There is a good deal that is undesirable about Pattaya. On a scale of one to ten, the beach of abused sands is no better than a three, and it doesn’t get much above a four or five even in areas less or rarely frequented by tourists. When there aren’t a lot of tourists and touts about, the beach is simply unattractive, a sore to the eye and the mind of any decent sensibility. The water is neither pretty nor clean nor inviting. It’s major, almost singular attribute, is that it is warm, and not nearly as inviting as a soapy spa.

What’s also undesirable about Pattaya is the image of Thailand that it portrays. In particular, there is no place in all of Thailand where there are so many ugly and worn-looking Thai women, and with some notable exceptions they need much more than a Hollywood face lift and a fifty percent reduction in silicone breasts that look and feel like overinflated beach balls to improve their appearances. They look old and tired. They look beaten and tired. They look jaded and tired. They are old and beaten and jaded and tired. A great many have tattoos, on their ankles, on their backs, on their worn elbows, even in the crawl spaces where men love to rest their lusty tongues. Many smoke, and their breaths smell not of day-old garlic but rather of burning tires on a wet highway. And an awful lot of them are in the business of selling sex to anyone who will come up with the right price, meaning any price at all when the morning cock begins to crow and desperation is the only game in town. Because of what they do, or have done, or will do again, and again, and again, these women are highly unreliable, and this is more of an understatement than declaring that Hitler was a Nazi and certifiably insane. In short, they represent the very worst of Thailand’s women. And yet they are the perfect mirror image of so many of the men who come for them. It’s the perfect case where people have good-fit karma, they deserve each other.

So. You want be around lots of tourists, go to Pattaya. You want to be around lots of expat scummy dregs, go to Pattaya. You want to be around lots of Thai female scum that wasn’t scum in the beginning but that now no one else wants, go to Pattaya. You want to get your share of hardcore sex served up on a wrought-iron grill that’s ice-cold, go to Pattaya.
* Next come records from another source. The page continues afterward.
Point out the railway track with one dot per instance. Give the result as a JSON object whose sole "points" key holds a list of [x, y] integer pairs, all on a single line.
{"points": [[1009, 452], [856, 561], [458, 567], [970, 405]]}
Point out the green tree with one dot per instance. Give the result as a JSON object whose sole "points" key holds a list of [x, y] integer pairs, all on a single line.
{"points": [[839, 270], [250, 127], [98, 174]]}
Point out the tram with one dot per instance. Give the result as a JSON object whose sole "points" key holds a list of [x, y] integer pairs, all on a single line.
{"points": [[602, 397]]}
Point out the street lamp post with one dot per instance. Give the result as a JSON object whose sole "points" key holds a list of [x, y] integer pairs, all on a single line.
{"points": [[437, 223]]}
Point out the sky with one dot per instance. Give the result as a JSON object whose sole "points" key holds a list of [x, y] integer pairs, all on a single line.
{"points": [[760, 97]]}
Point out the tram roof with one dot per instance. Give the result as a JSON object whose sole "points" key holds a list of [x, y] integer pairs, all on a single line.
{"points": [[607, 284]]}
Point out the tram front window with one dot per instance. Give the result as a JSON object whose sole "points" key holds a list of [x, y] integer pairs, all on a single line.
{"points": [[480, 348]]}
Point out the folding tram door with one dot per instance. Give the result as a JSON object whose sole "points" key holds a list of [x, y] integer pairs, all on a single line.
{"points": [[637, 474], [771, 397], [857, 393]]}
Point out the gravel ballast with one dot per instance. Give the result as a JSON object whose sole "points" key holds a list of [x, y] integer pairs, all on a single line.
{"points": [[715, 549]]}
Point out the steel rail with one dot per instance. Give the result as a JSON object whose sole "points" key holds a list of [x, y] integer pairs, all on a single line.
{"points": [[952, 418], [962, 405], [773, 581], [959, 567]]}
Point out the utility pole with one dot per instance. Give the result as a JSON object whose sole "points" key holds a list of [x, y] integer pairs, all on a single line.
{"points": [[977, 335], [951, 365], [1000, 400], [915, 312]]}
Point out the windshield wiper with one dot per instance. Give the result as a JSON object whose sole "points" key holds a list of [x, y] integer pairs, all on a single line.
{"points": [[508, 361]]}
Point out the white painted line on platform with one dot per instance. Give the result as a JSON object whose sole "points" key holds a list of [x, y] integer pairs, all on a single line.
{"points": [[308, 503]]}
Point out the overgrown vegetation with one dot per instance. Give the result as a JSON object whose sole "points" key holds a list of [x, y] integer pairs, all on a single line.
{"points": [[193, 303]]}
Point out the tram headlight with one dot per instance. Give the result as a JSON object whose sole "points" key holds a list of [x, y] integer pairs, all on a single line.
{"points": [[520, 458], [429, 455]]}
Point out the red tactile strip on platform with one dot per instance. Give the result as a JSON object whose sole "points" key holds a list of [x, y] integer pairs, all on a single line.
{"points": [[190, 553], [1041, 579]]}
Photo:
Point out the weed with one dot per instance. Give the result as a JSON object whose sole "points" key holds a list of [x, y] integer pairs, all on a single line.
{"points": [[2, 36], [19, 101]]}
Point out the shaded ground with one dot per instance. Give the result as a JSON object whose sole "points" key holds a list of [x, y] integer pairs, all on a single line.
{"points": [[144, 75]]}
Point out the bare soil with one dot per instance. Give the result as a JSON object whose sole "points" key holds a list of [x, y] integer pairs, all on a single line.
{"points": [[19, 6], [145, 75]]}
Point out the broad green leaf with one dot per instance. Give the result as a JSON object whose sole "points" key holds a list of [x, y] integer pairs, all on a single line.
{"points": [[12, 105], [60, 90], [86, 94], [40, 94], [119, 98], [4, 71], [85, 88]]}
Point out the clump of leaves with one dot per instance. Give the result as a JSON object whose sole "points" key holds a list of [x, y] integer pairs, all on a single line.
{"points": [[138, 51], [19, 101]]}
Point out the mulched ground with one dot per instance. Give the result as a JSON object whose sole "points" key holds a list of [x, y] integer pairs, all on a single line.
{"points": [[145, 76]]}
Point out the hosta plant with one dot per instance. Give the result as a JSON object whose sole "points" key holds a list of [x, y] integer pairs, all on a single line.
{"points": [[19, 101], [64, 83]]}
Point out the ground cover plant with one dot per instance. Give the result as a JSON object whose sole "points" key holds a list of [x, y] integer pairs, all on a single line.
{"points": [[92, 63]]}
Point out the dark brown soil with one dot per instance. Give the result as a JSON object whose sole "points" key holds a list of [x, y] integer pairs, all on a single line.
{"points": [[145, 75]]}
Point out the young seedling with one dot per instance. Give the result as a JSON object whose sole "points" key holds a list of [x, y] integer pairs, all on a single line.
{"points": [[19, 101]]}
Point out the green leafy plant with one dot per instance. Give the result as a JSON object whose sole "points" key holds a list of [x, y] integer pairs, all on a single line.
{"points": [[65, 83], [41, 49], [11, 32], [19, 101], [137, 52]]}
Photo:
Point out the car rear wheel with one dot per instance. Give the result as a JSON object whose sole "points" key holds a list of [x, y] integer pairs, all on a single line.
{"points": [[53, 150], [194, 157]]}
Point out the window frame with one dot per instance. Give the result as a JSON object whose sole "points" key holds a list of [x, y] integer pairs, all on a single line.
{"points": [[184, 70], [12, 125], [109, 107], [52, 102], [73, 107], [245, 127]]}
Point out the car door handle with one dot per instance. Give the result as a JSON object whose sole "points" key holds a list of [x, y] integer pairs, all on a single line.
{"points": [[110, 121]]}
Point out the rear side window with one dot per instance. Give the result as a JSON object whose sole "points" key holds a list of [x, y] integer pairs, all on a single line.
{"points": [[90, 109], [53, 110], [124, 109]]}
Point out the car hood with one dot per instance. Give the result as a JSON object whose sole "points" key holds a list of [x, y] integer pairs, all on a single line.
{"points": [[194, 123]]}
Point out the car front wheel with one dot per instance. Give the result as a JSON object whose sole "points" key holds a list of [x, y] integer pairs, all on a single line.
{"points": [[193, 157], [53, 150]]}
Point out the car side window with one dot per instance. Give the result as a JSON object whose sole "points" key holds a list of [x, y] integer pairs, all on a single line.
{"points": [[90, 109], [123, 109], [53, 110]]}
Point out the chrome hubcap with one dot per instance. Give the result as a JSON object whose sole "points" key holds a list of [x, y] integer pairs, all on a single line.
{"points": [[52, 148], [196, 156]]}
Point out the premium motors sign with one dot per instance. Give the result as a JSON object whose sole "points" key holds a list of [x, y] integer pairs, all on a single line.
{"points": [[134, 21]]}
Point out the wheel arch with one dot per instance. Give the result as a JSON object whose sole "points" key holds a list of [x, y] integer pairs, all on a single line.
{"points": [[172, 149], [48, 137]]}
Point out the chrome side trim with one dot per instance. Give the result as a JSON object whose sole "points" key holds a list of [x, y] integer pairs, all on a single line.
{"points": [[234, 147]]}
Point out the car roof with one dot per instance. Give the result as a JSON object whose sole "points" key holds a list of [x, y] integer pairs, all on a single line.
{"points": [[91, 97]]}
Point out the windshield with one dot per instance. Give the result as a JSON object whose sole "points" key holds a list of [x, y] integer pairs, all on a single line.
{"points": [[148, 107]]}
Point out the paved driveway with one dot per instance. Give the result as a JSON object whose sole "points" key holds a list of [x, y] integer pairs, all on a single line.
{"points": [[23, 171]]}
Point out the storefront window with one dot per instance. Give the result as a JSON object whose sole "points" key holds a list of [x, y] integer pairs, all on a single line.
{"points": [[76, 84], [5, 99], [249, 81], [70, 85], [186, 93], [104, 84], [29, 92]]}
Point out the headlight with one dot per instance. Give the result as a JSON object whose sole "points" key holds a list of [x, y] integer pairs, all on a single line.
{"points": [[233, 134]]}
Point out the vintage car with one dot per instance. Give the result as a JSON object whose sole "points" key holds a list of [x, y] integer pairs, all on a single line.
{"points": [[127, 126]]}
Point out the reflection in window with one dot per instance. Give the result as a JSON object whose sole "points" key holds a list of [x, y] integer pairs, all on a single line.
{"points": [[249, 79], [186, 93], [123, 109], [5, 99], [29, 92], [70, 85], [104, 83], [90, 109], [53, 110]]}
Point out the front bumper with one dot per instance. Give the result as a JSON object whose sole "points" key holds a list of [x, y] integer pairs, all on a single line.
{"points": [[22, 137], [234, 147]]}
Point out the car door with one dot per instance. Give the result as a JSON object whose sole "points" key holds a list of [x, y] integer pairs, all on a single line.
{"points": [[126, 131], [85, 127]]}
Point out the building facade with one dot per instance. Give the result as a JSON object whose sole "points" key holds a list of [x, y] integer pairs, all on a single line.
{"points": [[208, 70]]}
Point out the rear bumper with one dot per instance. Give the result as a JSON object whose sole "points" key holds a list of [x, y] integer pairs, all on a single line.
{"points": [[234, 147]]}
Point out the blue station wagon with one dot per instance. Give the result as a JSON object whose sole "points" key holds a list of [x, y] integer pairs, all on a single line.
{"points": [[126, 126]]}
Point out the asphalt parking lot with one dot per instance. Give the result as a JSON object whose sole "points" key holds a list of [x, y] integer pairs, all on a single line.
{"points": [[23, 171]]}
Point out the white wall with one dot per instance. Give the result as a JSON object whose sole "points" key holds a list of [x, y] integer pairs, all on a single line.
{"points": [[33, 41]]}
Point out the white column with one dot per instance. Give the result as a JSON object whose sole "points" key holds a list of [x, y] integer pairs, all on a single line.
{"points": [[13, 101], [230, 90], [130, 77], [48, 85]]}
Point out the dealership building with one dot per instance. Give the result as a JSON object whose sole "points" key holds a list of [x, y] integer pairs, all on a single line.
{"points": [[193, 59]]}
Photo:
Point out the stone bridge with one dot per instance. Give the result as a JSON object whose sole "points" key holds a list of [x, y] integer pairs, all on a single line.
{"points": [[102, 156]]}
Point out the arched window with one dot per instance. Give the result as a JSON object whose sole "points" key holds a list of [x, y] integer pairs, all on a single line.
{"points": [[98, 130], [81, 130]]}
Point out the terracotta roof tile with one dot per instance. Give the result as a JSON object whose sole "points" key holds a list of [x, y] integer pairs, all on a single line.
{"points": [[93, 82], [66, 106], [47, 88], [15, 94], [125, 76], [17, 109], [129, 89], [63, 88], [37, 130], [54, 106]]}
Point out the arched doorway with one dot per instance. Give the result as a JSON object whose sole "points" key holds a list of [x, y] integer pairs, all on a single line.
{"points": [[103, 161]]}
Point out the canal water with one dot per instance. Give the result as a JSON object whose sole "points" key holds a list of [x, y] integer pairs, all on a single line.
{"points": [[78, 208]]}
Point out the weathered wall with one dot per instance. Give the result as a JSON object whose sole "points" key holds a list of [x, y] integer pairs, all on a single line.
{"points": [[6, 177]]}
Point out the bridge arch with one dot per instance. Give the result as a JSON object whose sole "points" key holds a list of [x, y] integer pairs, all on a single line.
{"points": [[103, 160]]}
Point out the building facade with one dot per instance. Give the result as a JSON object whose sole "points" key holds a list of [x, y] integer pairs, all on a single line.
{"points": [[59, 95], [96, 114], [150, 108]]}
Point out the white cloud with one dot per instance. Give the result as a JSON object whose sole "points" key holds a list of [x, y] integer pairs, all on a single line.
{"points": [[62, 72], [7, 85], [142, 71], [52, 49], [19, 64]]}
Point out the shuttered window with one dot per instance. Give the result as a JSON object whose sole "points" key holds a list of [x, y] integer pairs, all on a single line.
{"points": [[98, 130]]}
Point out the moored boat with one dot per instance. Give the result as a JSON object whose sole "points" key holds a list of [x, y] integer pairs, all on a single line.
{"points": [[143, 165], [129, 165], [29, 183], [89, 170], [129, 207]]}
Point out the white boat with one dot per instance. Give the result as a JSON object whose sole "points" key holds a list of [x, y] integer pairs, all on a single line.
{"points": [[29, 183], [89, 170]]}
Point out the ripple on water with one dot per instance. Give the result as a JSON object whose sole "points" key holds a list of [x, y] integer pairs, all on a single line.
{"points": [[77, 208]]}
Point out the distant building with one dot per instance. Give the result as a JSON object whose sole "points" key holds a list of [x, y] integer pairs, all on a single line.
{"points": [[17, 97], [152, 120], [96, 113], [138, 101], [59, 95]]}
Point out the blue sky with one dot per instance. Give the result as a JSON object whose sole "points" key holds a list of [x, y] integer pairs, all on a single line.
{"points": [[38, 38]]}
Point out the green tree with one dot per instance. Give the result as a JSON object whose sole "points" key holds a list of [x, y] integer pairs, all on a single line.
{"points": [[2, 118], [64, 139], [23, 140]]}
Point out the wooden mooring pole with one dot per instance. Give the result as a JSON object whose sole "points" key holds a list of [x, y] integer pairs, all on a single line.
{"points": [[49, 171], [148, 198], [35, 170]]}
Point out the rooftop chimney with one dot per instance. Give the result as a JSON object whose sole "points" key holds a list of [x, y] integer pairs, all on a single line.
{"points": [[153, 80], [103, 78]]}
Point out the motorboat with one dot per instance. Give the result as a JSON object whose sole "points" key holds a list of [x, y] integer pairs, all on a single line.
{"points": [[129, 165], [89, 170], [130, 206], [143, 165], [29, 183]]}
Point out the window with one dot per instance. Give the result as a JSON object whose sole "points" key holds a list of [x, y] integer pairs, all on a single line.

Patti Dern is a neo-conservative post-Kantian feminist living in America and born in the western Ukraine (and has the classic long legs of all Ukrainian women). If you want to chat with her and share your neo-liberal pre-Kantian feminist views, you can reach her at [email protected].


Stickman's thoughts:

I agree with some points you make, and disagree with others. I will admit – and some readers won't like this – that there's a lot more truth in this submission than some may think.

Just as you have written about the bad side of Pattaya, so it would be easy to write from another perspective and be just as factually accurate. It all comes down to perspective and with your admission that you're a feminist, it is to be expected that Pattaya is not your cup of tea.